Miracle! In stead of having sex, our old man finds love. The 90 years old man deeply
embedded in failure and shame, finally finds love. From a thirsty, clandestine pleasure
seeker, he turns into a fragile-hearted lover who discovers love for the first time in his life. At
the age of 90, few steps away from grave, Marquezs old man finally understands the
meaning of love, the word which he deleted from his dictionaries as he wrote later: I used to
think that dying through love is a poetic metaphor; I have wasted more than fifteen years trying to
translate Leopardis Canti and only that night I understood the meaning of Leopardis poetic verses:
Ah, if this is love, how it torments me!
It seems that when Marquez wrote this text, he must have been influenced by Yasunari
Kawabata, the Japanese Nobel Prize winner in literature; In his 1926 novel, The House of
Sleeping Beauties, Kawabata describes an old man being entranced by the beauty of a young
girl, and who was also happy just to look at her sleeping, while he recalls the importance of
love and passion for him throughout his life.

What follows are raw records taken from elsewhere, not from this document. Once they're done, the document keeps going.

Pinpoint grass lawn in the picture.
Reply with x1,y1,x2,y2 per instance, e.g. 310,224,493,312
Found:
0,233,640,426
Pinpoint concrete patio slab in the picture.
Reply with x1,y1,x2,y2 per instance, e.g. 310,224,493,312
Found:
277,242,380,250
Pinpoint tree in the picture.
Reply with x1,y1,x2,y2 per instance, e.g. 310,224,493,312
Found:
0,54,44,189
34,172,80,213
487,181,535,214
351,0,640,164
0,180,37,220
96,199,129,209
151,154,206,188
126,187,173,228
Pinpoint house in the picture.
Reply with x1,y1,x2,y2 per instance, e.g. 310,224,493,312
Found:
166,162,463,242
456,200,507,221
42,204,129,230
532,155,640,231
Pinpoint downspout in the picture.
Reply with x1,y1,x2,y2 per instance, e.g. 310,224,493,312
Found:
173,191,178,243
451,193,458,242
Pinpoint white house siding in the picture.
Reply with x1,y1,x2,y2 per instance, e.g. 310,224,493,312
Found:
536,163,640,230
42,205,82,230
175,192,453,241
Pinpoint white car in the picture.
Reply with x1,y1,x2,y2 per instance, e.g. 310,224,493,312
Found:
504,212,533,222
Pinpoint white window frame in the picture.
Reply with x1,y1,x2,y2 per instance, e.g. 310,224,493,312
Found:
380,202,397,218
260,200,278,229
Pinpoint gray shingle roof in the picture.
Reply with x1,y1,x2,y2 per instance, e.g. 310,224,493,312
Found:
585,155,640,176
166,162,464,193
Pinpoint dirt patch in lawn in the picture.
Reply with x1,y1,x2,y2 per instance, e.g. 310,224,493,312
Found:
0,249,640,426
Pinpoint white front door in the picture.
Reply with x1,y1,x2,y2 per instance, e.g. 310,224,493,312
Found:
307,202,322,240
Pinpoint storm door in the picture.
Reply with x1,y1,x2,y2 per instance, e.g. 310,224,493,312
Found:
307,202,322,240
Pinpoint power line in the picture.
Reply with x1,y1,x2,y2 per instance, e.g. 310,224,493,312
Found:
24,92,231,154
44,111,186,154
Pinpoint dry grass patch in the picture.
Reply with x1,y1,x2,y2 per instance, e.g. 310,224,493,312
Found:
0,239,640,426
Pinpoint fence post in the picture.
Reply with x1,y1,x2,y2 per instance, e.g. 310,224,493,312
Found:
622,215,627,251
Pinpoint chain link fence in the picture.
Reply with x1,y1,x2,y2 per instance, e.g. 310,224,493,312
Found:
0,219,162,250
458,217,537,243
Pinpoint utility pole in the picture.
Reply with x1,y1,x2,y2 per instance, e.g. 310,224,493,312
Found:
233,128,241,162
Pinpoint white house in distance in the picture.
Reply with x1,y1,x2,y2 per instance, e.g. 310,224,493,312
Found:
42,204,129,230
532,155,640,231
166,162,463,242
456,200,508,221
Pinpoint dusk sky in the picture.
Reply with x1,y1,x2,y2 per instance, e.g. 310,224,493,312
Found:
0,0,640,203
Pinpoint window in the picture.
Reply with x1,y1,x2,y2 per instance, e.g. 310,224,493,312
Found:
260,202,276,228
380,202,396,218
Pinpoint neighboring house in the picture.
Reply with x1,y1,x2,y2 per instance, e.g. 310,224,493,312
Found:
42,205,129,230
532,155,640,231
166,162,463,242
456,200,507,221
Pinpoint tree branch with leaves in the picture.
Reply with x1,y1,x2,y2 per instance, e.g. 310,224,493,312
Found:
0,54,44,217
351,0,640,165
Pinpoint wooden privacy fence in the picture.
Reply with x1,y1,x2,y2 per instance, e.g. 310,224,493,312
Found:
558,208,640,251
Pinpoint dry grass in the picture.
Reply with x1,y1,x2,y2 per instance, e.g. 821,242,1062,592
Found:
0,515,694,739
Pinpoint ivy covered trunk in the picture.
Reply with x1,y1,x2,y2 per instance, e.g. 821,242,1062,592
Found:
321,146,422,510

The reader might also recall a significant Balzacs phrase in Letters of Two Brides: you have no
other choice in life; you either die of love or die of boredom, and instead of dying of boredom, our
old man whose sickness and loneliness are increased by age, chooses to march slowly
towards his death escorted with love.

This very late love is unattainable of course; if we to assume that desire is a continuous
blazing fire and soul is a never-ending water fall, how could we ignore that body is a machine
that obeys the logic of time, it rusts and gets weird, and this is the main dilemma which
dwells in Memories of My Melancholy Whores, despite the writers attempt to invoke the power
of love to defy age and time. No wonder then that the old man becomes entrenched in an
obscure, unclear hallucination-like status, something between reality and imagination,
awakening and sleep.
The novelette, with its impossible love story, looks different from Marquezs previous works,
but we can still smell in it the same sad and legendary smell which we usually find in
Marquezs giant novels like One Hundred Years of Solitude and Chronicle of a Death Foretold to
Love in the Time of Cholera; the same narrow roads inhabited by poverty and misery, the dark
brothels, the tropical humid climate, the smells of sweat, corruption and rumours, add to all
of this the Marquezian touch which fills the reader with a mysterious longing for a lost
paradise and leaves him sinking happily in a strange delicious sadness.